Background: To determine the influence of lifting speed and type on peak and cumulative back compressive force (BCF) and shoulder moment (SM) loads during symmetric lifting. Another aim of the study was to compare static and dynamic lifting models. Methods: Ten male participants performed a floor-to-shoulder, floor-to-waist, and waist-to-shoulder lift at three different speeds [slow (0.34 m/s), medium (0.44 m/s), and fast (0.64 m/s)], and with two different loads [light (2.25 kg) and heavy (9 kg)]. Two-dimensional kinematics and kinetics were determined.

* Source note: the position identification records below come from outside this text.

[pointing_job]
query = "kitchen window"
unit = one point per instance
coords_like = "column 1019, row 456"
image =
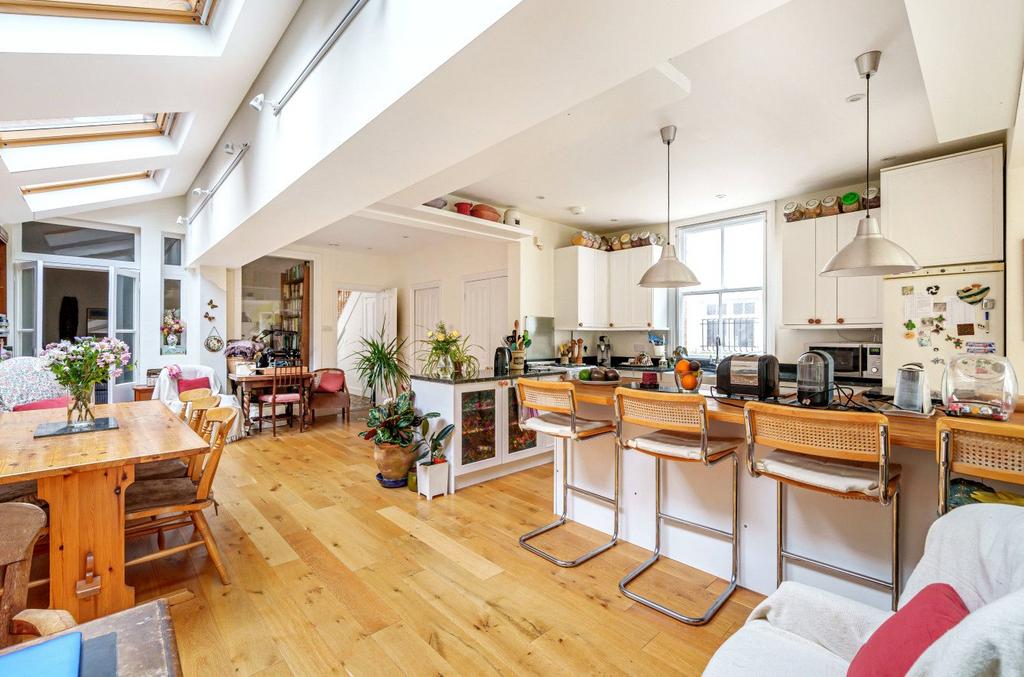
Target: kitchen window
column 725, row 313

A three-way repeated measures analysis of variance was used to calculate peak and cumulative loading of BCF and SM for light and heavy loads. Results: Peak BCF was significantly different between slow and fast lifting speeds (p < 0.001), with a mean difference of 20% between fast and slow lifts. The cumulative loading of BCF and SM was significantly different between fast and slow lifting speeds (p < 0.001), with mean differences ${\geq}80%$. Conclusion: Based on peak values, BCF is highest for fast speeds, but the BCF cumulative loading is highest for slow speeds, with the largest difference between fast and slow lifts. This may imply that a slow lifting speed is at least as hazardous as a fast lifting speed. It is important to consider the duration of lift when determining risks for back and shoulder injuries due to lifting and that peak values alone are likely not sufficient.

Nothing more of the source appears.